I want to perform regularized canonical correlation between two matrices with more variables than observations (same subjects), one of which is very large (~18000 columns). The only r package that could handle the matrix dimension was PMA (tried mixOmics, RGCCA...).
The problem is that the output of the function CCA gives only the canonical variates and correlations, and the canonical weights.
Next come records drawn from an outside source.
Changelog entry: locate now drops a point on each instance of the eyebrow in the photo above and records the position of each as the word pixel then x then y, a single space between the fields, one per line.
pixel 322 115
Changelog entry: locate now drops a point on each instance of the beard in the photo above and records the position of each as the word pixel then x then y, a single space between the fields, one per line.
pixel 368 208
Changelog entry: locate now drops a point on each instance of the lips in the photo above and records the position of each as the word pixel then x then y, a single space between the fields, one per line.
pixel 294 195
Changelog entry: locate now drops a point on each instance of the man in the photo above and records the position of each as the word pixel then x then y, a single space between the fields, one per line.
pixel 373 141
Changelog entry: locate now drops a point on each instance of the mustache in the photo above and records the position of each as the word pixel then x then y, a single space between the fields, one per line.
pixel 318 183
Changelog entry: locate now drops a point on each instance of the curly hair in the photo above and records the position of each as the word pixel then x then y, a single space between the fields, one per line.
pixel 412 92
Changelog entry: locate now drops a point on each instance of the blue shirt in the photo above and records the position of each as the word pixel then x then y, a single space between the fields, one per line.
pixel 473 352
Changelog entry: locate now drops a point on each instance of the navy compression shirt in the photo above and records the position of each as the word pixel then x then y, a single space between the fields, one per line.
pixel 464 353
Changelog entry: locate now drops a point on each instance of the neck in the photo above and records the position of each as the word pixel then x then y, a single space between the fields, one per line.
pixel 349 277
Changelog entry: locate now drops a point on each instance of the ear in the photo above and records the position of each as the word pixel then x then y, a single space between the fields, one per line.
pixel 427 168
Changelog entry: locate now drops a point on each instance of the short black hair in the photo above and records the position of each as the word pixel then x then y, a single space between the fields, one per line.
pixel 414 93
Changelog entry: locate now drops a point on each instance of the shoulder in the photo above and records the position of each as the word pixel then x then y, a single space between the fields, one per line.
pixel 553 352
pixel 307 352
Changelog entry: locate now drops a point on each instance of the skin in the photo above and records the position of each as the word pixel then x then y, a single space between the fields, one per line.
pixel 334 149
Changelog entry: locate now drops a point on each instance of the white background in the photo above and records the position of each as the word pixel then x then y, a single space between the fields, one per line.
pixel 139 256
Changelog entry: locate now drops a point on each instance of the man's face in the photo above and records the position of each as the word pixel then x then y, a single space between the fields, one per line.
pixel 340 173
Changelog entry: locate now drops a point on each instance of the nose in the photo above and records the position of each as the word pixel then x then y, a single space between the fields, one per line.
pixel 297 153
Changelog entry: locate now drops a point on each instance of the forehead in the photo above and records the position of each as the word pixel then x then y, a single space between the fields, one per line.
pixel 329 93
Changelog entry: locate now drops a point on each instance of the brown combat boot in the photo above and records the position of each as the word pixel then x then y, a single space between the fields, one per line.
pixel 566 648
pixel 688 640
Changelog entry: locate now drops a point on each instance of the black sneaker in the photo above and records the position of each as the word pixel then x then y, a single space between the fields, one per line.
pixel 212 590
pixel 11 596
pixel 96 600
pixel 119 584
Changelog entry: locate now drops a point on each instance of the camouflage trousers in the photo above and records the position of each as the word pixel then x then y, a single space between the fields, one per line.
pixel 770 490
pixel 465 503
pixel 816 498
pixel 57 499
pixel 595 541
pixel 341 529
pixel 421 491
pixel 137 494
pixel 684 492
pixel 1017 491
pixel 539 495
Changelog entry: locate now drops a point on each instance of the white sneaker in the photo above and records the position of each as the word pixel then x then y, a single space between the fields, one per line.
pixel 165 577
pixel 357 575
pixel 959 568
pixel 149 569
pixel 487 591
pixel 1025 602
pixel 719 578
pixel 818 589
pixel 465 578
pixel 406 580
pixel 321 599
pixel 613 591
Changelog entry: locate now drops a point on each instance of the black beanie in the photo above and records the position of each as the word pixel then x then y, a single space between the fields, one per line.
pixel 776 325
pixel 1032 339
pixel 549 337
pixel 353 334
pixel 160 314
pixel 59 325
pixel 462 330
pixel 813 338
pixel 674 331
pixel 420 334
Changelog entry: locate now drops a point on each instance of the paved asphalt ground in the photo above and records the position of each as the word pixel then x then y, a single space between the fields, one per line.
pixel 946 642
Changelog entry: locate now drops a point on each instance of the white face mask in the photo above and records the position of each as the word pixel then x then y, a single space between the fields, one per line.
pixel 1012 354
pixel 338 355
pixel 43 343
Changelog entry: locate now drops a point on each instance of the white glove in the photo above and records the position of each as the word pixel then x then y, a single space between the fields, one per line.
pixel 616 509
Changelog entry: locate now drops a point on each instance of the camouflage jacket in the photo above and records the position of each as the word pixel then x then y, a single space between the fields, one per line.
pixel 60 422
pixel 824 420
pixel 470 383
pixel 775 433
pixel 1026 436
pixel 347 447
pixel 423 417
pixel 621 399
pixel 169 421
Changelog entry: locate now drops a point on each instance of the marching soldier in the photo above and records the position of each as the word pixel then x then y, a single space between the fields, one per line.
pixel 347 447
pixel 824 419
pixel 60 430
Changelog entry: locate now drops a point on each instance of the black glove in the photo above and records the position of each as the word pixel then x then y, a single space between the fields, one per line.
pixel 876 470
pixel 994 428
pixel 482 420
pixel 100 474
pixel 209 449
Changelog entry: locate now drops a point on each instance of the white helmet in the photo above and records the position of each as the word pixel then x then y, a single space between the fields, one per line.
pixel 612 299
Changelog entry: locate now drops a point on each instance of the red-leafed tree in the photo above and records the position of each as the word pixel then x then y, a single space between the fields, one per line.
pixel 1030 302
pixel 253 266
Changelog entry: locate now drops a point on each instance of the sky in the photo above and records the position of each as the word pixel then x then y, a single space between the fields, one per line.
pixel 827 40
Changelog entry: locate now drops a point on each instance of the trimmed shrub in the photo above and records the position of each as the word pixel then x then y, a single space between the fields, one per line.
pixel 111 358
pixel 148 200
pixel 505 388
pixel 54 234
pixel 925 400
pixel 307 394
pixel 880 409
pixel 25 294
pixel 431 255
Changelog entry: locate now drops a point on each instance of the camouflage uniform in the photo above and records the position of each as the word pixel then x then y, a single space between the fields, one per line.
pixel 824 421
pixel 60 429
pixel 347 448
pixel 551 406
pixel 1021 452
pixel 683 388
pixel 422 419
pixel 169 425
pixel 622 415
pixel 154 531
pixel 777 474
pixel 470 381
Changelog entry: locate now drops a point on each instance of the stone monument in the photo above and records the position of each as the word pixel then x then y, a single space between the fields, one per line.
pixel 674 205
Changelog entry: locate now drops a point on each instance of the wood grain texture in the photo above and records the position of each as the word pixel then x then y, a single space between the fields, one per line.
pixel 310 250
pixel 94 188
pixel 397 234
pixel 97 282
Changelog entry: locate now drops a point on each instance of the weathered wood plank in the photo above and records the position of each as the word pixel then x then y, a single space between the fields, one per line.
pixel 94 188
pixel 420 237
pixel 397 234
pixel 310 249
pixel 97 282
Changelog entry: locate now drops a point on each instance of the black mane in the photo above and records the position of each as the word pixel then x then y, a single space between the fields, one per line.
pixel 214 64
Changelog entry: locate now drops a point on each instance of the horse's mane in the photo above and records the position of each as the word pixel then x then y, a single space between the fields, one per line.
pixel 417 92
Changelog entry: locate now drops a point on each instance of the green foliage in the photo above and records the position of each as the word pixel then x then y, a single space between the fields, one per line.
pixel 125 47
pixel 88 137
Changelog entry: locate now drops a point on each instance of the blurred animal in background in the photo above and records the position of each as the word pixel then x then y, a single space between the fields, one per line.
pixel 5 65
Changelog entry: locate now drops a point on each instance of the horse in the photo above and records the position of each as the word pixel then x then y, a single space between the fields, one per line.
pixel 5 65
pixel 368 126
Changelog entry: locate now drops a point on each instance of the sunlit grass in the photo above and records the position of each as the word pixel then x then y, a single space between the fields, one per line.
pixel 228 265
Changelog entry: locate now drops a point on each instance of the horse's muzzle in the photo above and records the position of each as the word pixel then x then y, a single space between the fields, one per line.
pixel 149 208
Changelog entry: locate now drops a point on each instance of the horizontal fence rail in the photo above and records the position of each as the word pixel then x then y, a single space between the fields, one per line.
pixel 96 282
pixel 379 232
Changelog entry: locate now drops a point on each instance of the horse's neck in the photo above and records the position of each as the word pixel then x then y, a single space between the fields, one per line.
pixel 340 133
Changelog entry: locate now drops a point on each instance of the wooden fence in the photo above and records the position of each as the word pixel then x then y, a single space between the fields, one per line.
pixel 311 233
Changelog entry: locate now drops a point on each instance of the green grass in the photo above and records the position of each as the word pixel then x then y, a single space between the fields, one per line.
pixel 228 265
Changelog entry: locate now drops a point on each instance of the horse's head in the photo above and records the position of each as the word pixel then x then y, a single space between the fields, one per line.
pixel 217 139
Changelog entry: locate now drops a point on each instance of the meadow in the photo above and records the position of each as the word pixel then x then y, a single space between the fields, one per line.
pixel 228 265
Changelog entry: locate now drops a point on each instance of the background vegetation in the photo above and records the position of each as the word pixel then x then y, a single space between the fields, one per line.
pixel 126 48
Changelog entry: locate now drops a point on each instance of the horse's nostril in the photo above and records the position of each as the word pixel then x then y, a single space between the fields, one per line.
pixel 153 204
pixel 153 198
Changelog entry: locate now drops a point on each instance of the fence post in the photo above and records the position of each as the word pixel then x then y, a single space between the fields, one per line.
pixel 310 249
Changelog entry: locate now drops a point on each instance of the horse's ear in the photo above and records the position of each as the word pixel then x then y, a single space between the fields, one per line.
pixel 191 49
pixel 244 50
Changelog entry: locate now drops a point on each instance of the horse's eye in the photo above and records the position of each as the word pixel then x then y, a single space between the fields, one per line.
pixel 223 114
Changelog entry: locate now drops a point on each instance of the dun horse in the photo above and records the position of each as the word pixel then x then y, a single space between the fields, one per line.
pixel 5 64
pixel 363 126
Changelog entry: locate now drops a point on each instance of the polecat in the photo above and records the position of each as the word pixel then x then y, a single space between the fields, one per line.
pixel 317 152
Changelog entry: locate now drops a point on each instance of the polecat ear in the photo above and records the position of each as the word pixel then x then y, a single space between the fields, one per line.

For a good interpretation of the results the canonical scores are necessary, but this is (weirdly) not provided from the CCA function. I am not very proficient with matrix algebra (and statistics in general) and I am not sure about how to compute this.
Example from the package documentation:
### create matrices
> u <- matrix(c(rep(1,25),rep(0,75)),ncol=1)
> v1 <- matrix(c(rep(1,50),rep(0,450)),ncol=1)
> v2 <- matrix(c(rep(0,50),rep(1,50),rep(0,900)),ncol=1)
> x <- u%*%t(v1) + matrix(rnorm(100*500),ncol=500)
> z <- u%*%t(v2) + matrix(rnorm(100*1000),ncol=1000)
### perform canonical correlation (3 canonical variates)
> out <- CCA(x,z,typex="standard",typez="standard",K=3)
> print(out,verbose=TRUE)
Call: CCA(x = x, z = z, typex = "standard", typez = "standard", K = 3)
Num non-zeros u's: 59 88 75
Num non-zeros v's: 180 154 164
Type of x: standard
Type of z: standard
Penalty for x: L1 bound is 0.3
Penalty for z: L1 bound is 0.3
Cor(Xu,Zv): 0.9578624 0.93371 0.9418701
Component 1 :
Row Feature Name Row Feature Weight
1 1 0.112
2 2 0.080
3 3 0.124
4 4 0.165
5 5 0.087
........
........
Column Feature Name Column Feature Weight
1 10 0.006
2 15 -0.027
3 25 -0.025
4 28 0.030
5 35 0.035
........
........
similar for Components 2 and 3.
The other doubt is about the significance of the results: are the non zero variables given already computed as "significantly different than 0"? Although a significance threshold is not asked.